Android : plus de 700 000 applications seraient des malwares

Dans le rapport Security Roundup de Trend Micro basé sur les activités du second trimestre, l'éditeur en sécurité pointe du doigt une importante hausse des malwares circulant au sein d'applications Android. Le million d'applications touchées devrait être franchi d'ici à la fin de l'année.

C'est un bien triste record pour Android que met en avant Trend Micro dans son nouveau rapport (pdf). Depuis le début de l'année, le système d'exploitation de Google a vu son nombre d'applications malveillantes augmenter de 350 000 programmes. Actuellement, se sont près de 720 000 applications qui seraient touchées par des malwares. « Il a fallu trois ans pour que le nombre d'applications à risque atteigne les 350 000. Un nombre qui a déjà doublé en six mois » constate l'éditeur.

Rapport trend micro malware second trimestre 2013

Trend Micro estime que cette recrudescence d'applications vérolées découle de la très forte popularité d'Android. L'OS de Google attire ainsi les pirates en raison d'une base d'utilisateurs toujours plus importante, et très friande d'apps gratuites, fortement privilégiées pour l'implémentation de logiciels malveillants, aussi bien au sein de Google Play que sur les marchés d'applications non officiels. La fragmentation du système est également pointée du doigt.

Avec 44%, les malwares les plus présents sont ceux qui utilisent certaines fonctions du smartphone à l'insu de son possesseur, notamment pour l'envoi de SMS surtaxés. On trouve ensuite, à 24%, des logiciels malveillants qui volent les données privées. On trouve ensuite les Adware (17%) ou encore les virus qui téléchargent d'autres éléments vérolés (7%).

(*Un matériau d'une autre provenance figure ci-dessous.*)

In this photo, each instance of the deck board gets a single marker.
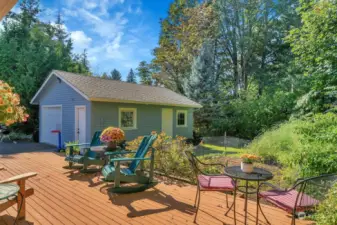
(64, 196)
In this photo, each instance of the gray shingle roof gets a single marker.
(98, 89)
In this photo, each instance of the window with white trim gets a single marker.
(181, 118)
(128, 118)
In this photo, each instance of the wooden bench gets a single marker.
(21, 181)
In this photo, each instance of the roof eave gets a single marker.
(32, 102)
(142, 103)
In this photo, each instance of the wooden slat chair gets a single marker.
(114, 172)
(304, 196)
(20, 199)
(89, 157)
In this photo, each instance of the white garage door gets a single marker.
(51, 119)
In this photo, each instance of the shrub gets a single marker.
(247, 117)
(303, 148)
(170, 159)
(327, 210)
(15, 136)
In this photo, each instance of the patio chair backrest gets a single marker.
(313, 190)
(194, 162)
(95, 141)
(142, 150)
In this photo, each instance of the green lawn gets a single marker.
(206, 149)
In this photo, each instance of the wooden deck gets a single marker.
(64, 196)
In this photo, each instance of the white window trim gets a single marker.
(185, 113)
(76, 120)
(134, 110)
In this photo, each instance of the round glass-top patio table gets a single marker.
(257, 175)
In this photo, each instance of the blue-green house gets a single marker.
(79, 105)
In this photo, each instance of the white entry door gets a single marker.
(51, 119)
(80, 125)
(167, 121)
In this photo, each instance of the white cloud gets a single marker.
(90, 4)
(81, 40)
(106, 28)
(138, 11)
(63, 26)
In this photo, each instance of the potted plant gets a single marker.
(247, 162)
(10, 109)
(112, 136)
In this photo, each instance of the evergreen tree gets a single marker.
(116, 75)
(144, 73)
(105, 76)
(60, 34)
(131, 78)
(202, 86)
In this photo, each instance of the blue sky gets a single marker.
(116, 33)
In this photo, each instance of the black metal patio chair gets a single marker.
(304, 196)
(209, 182)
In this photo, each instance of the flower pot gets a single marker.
(247, 167)
(112, 145)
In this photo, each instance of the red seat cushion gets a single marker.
(286, 200)
(216, 183)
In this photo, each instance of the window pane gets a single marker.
(127, 119)
(181, 119)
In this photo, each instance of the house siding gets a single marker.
(56, 93)
(149, 119)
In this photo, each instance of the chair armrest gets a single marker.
(119, 153)
(74, 145)
(20, 177)
(272, 186)
(128, 159)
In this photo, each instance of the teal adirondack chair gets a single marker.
(89, 157)
(114, 172)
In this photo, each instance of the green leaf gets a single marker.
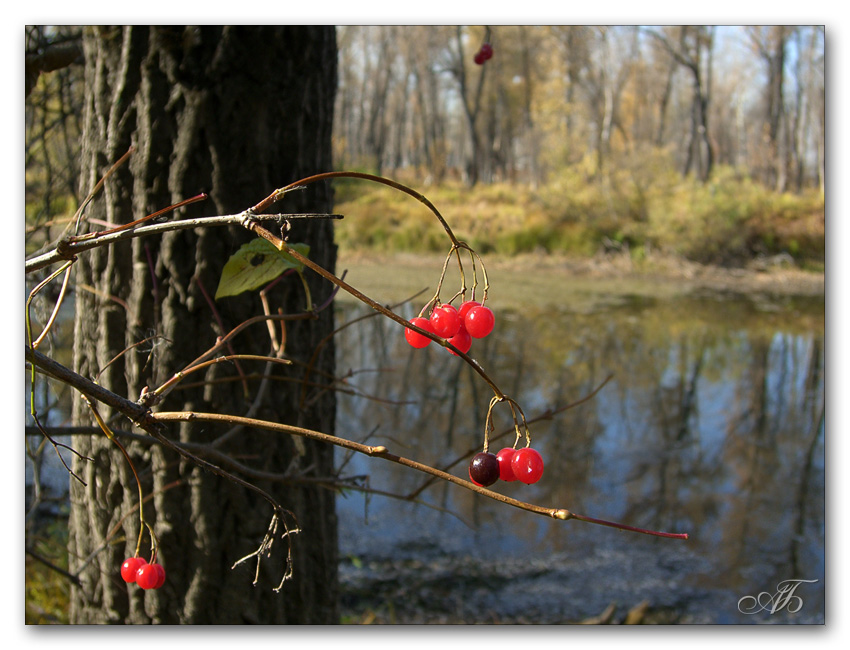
(256, 264)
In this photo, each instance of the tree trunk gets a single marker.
(235, 112)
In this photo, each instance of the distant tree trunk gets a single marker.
(235, 112)
(694, 52)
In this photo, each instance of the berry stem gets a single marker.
(111, 436)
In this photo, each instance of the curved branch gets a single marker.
(381, 451)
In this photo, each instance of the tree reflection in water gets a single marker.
(713, 424)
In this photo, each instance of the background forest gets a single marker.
(703, 141)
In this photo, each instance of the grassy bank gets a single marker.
(730, 221)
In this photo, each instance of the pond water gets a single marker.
(711, 424)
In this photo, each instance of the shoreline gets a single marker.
(551, 279)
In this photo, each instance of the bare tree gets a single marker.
(204, 109)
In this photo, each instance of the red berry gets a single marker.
(130, 567)
(465, 307)
(462, 341)
(527, 465)
(160, 576)
(445, 321)
(479, 321)
(415, 338)
(506, 473)
(484, 469)
(150, 576)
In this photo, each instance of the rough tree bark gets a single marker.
(235, 112)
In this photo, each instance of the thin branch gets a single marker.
(381, 451)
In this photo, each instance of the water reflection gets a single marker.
(712, 424)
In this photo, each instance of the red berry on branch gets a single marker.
(465, 307)
(160, 576)
(462, 341)
(479, 321)
(150, 576)
(484, 469)
(415, 339)
(506, 473)
(527, 465)
(445, 321)
(130, 568)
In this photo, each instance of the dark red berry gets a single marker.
(527, 465)
(160, 576)
(506, 473)
(484, 469)
(130, 567)
(462, 341)
(415, 338)
(479, 321)
(445, 321)
(150, 576)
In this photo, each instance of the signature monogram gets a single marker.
(784, 598)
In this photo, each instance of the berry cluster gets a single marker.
(485, 53)
(509, 464)
(147, 576)
(458, 326)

Rapport trend micro second trimestre 2013

Le rapport de Trend Micro n'est pas rassurant puisqu'il estime que le million d'applications touchées par le phénomène sera atteint d'ici à la fin de l'année. « Au rythme auquel les malwares se développent, de manière presque exponentielle, nous semblons avoir atteint un seuil critique » estime l'éditeur. Une situation d'autant plus inquiétante qu'elle touche non pas uniquement les marchés d'applications officieux, mais également Google Play.